Fisk doesn't flinch. Doesn't look up right away. He sits at his small table, folding a newspaper with careful reverence, as if each crease deserves its own moment of reflection.
He finishes the fold.
Only then does he glance up.
"Game?" He echoes, voice low, even. Infuriatingly calm.
Dex plants both fists on the table. The impact thuds softly, but it carries weight. His knuckles pale against the surface. He leans forward.
"I don't need any favors from you, convict."
Fisk doesn't recoil at the insult.
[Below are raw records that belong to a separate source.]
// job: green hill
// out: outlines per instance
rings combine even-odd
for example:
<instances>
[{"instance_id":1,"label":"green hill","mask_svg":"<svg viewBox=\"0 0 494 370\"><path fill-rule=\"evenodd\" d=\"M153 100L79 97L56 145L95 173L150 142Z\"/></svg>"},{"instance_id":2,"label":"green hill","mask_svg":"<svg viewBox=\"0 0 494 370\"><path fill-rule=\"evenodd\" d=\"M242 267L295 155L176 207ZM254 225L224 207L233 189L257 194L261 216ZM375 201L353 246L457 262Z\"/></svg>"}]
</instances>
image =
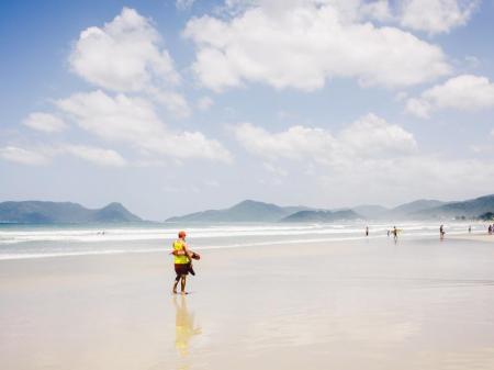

He lets it linger, like perfume.
"Favors, no," He says, and his voice curves, soft with intention, "But sympathy..."
He gestures loosely toward the paper he's just folded, as if it speaks for him.
"Papers. Protests. The mockery. I can carry this burden of humiliation, but you? You're a dedicated federal agent."
Dex's jaw tenses.
"You don't know anything about me," He growls.
Fisk lifts his eyes, deliberate and slow, "Neither does the Bulletin."
He lets the name hang, like an indictment in the air.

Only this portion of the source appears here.